Vaccines have prevented disabling and deadly diseases in the United States for decades. Despite the alarm that the Cutter Incident created, vaccines have also proven to be historically low-cost and represent, according to a 2003 Institute of Medicine report, “one of the outstanding bargains in health care.”59 Despite these factors, according to the same report, the vaccine industry was “surprisingly fragile” in 2003 and this weakness—which has grown over the last seventeen years—now necessitates the large-scale and significant financial outlays to effectively “catch-up” through creating and funding Operation Warp Speed to remedy COVID-19’s extensive reach.60 Through the CARES Act, the U.S. government has allocated almost $ 10 billion to Operation Warp Speed and the program is multi-faceted.61 The primary concern this paper seeks to raise, as the Cutter Incident demonstrated, is that the urgency to create a solution is not only driven by medical necessity. Solutions are also driven by political concerns that may create unexpected and deleterious outcomes with long-term consequences with significant financial cost and social disruption. Science, however, should never become politics’ handmaiden, even when immense political pressure is applied to create a solution. Before 2020, the Cutter Incident contributed to the fragility of the vaccine industry. Yet, can Operation Warp Speed safely push vaccine development into the future to address COVID-19? Operation Warp Speed reveals problems that are not always strictly scientific in nature.

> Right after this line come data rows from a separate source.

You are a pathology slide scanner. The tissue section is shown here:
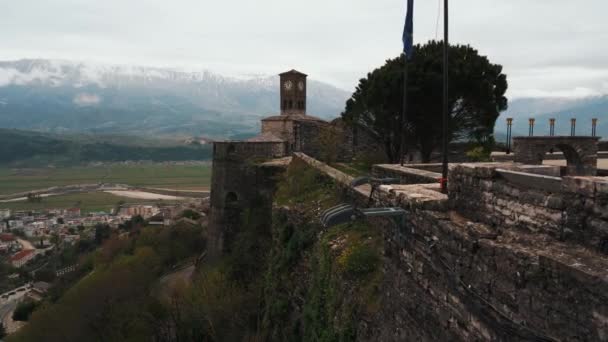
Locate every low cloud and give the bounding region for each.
[74,93,101,106]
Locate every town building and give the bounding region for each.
[0,209,11,220]
[10,249,36,268]
[119,205,160,218]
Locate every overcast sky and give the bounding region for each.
[0,0,608,97]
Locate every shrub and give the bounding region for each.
[338,245,380,277]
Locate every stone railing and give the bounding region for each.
[372,164,441,184]
[448,163,608,253]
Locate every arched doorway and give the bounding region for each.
[513,137,599,176]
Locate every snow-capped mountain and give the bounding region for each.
[0,59,349,137]
[495,95,608,138]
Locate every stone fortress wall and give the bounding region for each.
[207,141,286,258]
[294,154,608,341]
[448,164,608,254]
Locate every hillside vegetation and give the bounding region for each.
[0,129,211,167]
[8,159,383,342]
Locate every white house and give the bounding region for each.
[0,209,11,220]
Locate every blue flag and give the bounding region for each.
[403,0,414,60]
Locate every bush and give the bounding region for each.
[13,300,38,322]
[466,146,492,162]
[339,245,379,277]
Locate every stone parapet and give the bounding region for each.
[372,164,441,184]
[448,164,608,253]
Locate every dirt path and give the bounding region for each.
[105,190,186,201]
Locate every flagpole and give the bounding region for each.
[399,53,408,166]
[441,0,450,193]
[399,0,414,166]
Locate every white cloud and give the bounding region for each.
[0,0,608,94]
[74,93,101,107]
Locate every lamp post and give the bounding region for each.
[528,118,536,137]
[570,118,576,137]
[441,0,450,193]
[507,118,513,154]
[591,118,597,137]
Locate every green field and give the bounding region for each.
[0,192,183,213]
[0,164,211,195]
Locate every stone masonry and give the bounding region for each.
[295,154,608,341]
[513,136,600,176]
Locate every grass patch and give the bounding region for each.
[331,163,372,177]
[0,164,211,194]
[0,192,180,213]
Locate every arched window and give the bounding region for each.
[225,191,239,206]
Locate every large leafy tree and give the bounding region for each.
[342,41,508,162]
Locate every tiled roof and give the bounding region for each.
[11,249,34,261]
[262,114,327,122]
[247,132,285,142]
[279,69,308,76]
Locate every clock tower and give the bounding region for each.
[279,70,308,115]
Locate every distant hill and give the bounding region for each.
[0,129,212,167]
[0,60,350,138]
[495,96,608,141]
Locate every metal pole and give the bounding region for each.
[507,118,513,154]
[570,118,576,136]
[399,57,408,166]
[528,119,535,137]
[441,0,450,193]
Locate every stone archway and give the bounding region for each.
[513,137,600,176]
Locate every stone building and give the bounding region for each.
[208,70,329,257]
[254,70,329,152]
[208,70,380,257]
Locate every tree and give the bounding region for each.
[182,209,201,220]
[342,41,508,162]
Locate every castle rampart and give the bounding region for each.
[295,154,608,341]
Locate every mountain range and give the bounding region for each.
[0,59,350,138]
[0,59,608,141]
[495,95,608,140]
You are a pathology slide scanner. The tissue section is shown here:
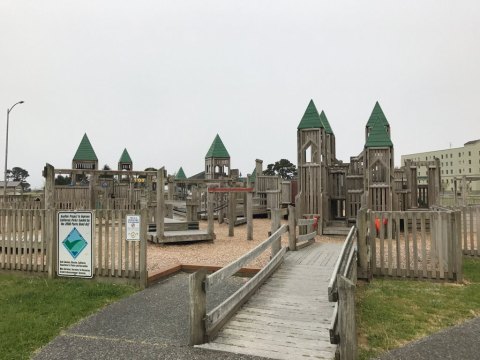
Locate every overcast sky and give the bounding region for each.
[0,0,480,187]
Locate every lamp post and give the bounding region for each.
[3,101,23,199]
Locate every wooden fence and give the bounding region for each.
[455,205,480,256]
[357,210,463,282]
[189,206,317,345]
[328,226,357,360]
[0,209,147,287]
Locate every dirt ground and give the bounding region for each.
[147,219,345,272]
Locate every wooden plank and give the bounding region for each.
[420,213,432,278]
[378,213,385,275]
[412,212,418,277]
[403,211,410,277]
[474,206,480,256]
[386,213,392,276]
[205,247,287,336]
[27,210,37,271]
[393,212,402,277]
[205,225,288,291]
[370,211,377,275]
[96,210,103,276]
[468,207,475,255]
[462,206,468,254]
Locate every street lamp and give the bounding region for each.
[3,101,23,199]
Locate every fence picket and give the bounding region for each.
[386,213,393,276]
[420,213,431,278]
[412,213,418,277]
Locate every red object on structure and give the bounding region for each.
[375,218,388,235]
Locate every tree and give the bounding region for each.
[263,159,297,180]
[7,166,30,191]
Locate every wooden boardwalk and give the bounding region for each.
[200,243,342,360]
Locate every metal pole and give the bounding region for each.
[3,101,23,200]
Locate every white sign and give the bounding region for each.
[57,211,93,278]
[125,215,140,241]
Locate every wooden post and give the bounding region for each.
[228,192,237,236]
[357,209,370,279]
[207,190,215,235]
[288,205,297,251]
[270,209,282,258]
[337,275,357,360]
[452,210,464,283]
[188,269,207,345]
[140,207,148,289]
[89,174,98,210]
[156,166,165,241]
[43,164,57,279]
[246,193,253,240]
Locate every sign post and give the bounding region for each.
[57,211,93,278]
[125,215,140,241]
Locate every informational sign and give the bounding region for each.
[125,215,140,241]
[57,211,94,278]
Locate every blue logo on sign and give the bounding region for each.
[62,228,87,259]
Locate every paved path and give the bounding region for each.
[200,243,342,360]
[33,273,270,360]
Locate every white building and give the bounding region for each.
[401,139,480,192]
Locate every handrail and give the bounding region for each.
[205,225,288,290]
[328,226,356,301]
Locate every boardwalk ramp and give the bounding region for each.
[200,243,342,360]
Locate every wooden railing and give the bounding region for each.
[328,226,357,360]
[0,209,49,272]
[456,205,480,256]
[357,208,463,282]
[0,209,147,287]
[189,225,288,345]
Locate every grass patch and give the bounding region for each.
[356,259,480,359]
[0,274,135,359]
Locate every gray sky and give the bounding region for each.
[0,0,480,187]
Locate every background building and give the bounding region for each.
[401,139,480,192]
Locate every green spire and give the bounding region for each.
[248,169,257,182]
[205,134,230,159]
[73,133,98,161]
[118,148,132,163]
[320,110,333,134]
[175,166,187,180]
[297,100,324,130]
[365,121,393,148]
[367,101,390,127]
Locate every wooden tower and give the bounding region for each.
[297,100,325,222]
[205,134,230,179]
[72,133,98,182]
[364,102,394,211]
[118,149,133,171]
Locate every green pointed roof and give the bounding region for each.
[320,110,333,134]
[365,122,393,148]
[297,100,324,130]
[205,134,230,158]
[118,148,132,163]
[73,133,98,161]
[248,169,257,182]
[175,166,187,180]
[367,101,390,127]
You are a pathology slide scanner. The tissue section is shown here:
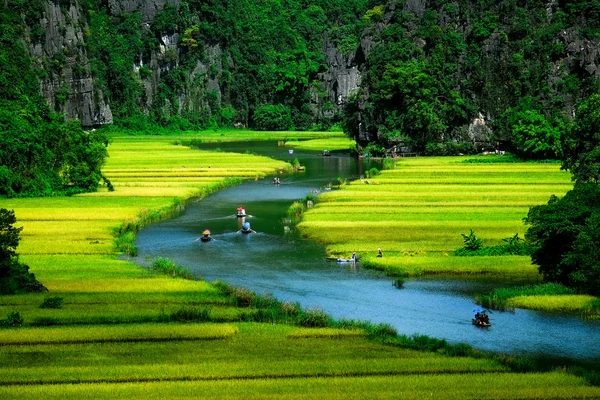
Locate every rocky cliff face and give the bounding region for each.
[28,2,113,127]
[318,38,365,117]
[26,0,365,127]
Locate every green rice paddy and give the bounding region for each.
[299,156,594,311]
[0,132,600,399]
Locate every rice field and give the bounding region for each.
[0,132,600,399]
[285,137,356,151]
[0,323,600,399]
[299,156,572,275]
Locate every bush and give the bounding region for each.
[114,231,138,257]
[425,142,477,156]
[525,183,600,295]
[159,306,212,322]
[460,229,483,251]
[253,104,292,131]
[298,308,333,328]
[365,167,379,178]
[152,257,194,279]
[363,142,385,157]
[0,311,23,328]
[40,296,64,308]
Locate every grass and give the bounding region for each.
[477,283,600,319]
[0,372,598,399]
[298,157,572,276]
[0,137,600,399]
[285,137,356,151]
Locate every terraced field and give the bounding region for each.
[0,134,600,399]
[299,156,596,311]
[299,157,572,275]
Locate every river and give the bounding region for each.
[137,142,600,363]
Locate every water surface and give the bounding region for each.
[137,142,600,362]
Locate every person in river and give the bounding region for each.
[194,229,214,242]
[238,222,256,233]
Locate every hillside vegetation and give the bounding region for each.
[0,134,600,399]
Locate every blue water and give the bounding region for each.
[137,142,600,362]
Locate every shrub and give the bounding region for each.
[460,229,483,251]
[0,311,23,328]
[365,167,379,178]
[287,201,304,217]
[152,257,194,279]
[114,231,138,257]
[40,296,64,308]
[425,142,477,156]
[164,306,212,322]
[383,157,396,169]
[298,308,332,328]
[253,104,292,131]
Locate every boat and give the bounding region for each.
[471,318,492,328]
[200,229,212,242]
[239,222,256,235]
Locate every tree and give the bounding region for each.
[512,110,560,158]
[525,183,600,295]
[562,94,600,183]
[0,208,45,294]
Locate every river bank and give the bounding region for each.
[0,132,599,398]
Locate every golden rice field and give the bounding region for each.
[299,157,572,266]
[285,137,356,151]
[0,132,600,400]
[0,323,600,399]
[299,156,593,311]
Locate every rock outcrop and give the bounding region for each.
[29,1,113,127]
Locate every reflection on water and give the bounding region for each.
[137,143,600,361]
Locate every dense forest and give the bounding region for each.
[3,0,600,147]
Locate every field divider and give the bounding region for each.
[0,369,510,386]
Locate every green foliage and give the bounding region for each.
[253,104,292,131]
[476,283,574,310]
[0,208,43,294]
[454,233,533,257]
[425,142,477,156]
[0,2,106,197]
[363,142,385,157]
[338,0,600,154]
[159,306,212,322]
[0,311,23,328]
[562,94,600,184]
[460,229,483,251]
[40,296,65,309]
[365,167,379,178]
[525,183,600,295]
[152,257,194,279]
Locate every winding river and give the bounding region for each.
[137,142,600,363]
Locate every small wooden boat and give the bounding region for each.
[200,229,212,242]
[239,222,256,235]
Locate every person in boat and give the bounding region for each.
[194,229,213,242]
[238,222,256,233]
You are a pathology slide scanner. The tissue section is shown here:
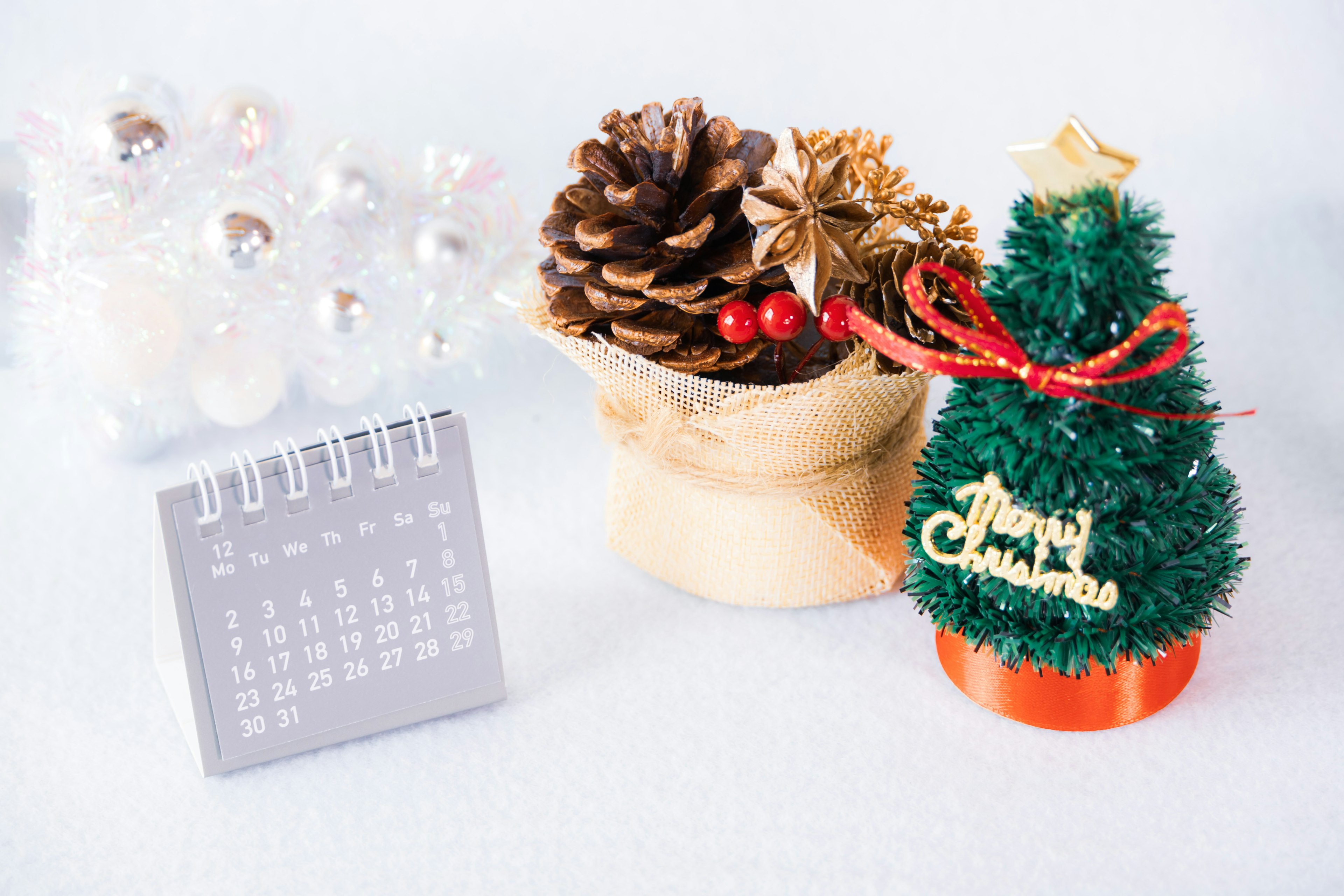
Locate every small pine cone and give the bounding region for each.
[538,99,788,373]
[840,239,985,373]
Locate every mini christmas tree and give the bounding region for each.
[904,120,1247,680]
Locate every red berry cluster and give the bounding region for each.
[719,292,855,345]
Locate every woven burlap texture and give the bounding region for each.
[520,303,929,607]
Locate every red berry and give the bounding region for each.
[719,298,761,345]
[817,295,858,343]
[758,292,808,343]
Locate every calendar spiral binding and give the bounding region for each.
[187,402,438,537]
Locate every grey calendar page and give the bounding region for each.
[172,427,501,760]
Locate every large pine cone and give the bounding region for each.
[840,239,985,373]
[538,99,788,373]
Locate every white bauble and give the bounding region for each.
[304,353,379,407]
[415,330,453,367]
[200,202,280,274]
[191,341,285,426]
[79,403,168,461]
[313,286,372,338]
[206,86,285,159]
[72,274,181,390]
[310,149,383,222]
[411,218,472,279]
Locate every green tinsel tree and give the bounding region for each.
[904,187,1247,674]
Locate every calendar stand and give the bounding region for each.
[153,411,505,775]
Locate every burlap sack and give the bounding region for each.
[520,303,929,607]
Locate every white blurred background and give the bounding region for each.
[0,0,1344,893]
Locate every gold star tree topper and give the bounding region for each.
[1008,115,1138,216]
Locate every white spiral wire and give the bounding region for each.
[187,461,223,525]
[229,450,265,510]
[402,402,438,466]
[317,426,351,489]
[359,414,397,479]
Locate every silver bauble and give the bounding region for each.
[411,218,472,279]
[200,203,280,273]
[312,149,383,222]
[415,330,453,367]
[206,86,285,157]
[313,287,372,337]
[93,102,172,161]
[90,75,181,162]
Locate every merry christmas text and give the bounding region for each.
[919,473,1120,610]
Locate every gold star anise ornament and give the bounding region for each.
[742,128,872,314]
[1008,115,1138,218]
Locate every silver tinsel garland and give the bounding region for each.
[11,77,532,457]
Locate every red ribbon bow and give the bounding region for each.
[845,262,1255,420]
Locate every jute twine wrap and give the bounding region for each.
[520,305,929,607]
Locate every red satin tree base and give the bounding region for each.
[937,631,1200,731]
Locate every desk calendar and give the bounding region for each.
[153,406,505,775]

Contemporary reporting, with headlines such as “Mistrust of a Coronavirus Vaccine Could Imperil Widespread Immunity,” indicates widespread concerns that individuals may not choose a vaccination, even if one is made available.62 This concern may center on the fact that vaccine development for COVID-19 is rushed for political purposes instead of safely developed according to scientific-based norms for effective vaccines that have historically required several years to develop. These concerns reached such intensity in September 2020 that several drug companies competing to develop coronavirus vaccines planned to cooperate “to reassure the public that the companies will not seek a premature approval of vaccines under political pressure.”63

U.S. Senate Majority Leader, Mitch McConnell noted that the COVID-19 pandemic will continue until there is a vaccine. However, this relies on assumptions that a safe vaccine will be eventually created, but if so, when? 2021? 2022? According to Merck CEO, Ken Frazier, the current record for Merck’s vaccine for Mumps took four years and a proven vaccine for Ebola took almost six years. In Frazier’s assessment of vaccine development, the most pressing component is time.64 Time, also the most important commodity humans have, may not be usefully compressed to deliver a vaccine to market, no matter how loud politicians and the public clamor for a solution. This is a central lesson from the Cutter Incident worth bearing in mind as Operation Warp Speed moves forward. The shortfalls in vaccine production, as demonstrated through the Cutter Incident, should not happen again. In the end, the Cutter Incident deserves to be remembered because it shows the value of patience and it shows the importance of safe testing for a vaccine that should be equitably distributed if one is developed.

6 Conclusion

The Cutter Incident provides lessons in what to avoid and it serves as an egregious example of how things may go wrong in the development and production of vaccines. It is critical to address the fact that contemporary efforts to create a vaccine for COVID-19 do not include attempts to use an inactivated, i.e., killed virus, within the vaccine. It is also important to manage expectations. In the event a vaccine is developed, according to the NIH’s Anthony Fauci, a 70 % effectiveness rate would mark a great success.65 Undeniably, an effective vaccine is the quickest way to reduce the COVID-19 pandemic, but, as Fauci knows better than any historian, solutions may also come from other forms of cancer research and other fields of scientific study. Applying the utility of history to possibilities that have not been considered before while remaining open-minded about their potential contribution, is a lesson we may usefully gather from other epidemics.66

It is worth pointing out that Operation Warp Speed is clearly fraught with technical and scientific challenges. As history shows, such obstacles are not only difficult to overcome, but solutions for them are potentially dangerous when pushed in haste because of politicization. When Stanley C. Erck, Novavax’s president and chief executive described in July 2020 how his company’s deal with the U.S. government “would allow Novavax to begin manufacturing the vaccines before the company concludes late-stage clinical trials,” the Cutter Incident should come to mind as a warning.67 In terms of those doubting the utility of vaccines at all, one effective way to address the stridency of anti-vaxxers’ campaigns against vaccination may include simply providing clear and comprehensive information and history may help provide clarity in such an effort. Historians may contribute, therefore, to an improved information environment by highlighting how the past affects the plight of people enduring the COVID-19 pandemic today. The Cutter Incident should remind us, in the end, that one of the most consequential causes of the disaster originated in the desire and rush to create a solution.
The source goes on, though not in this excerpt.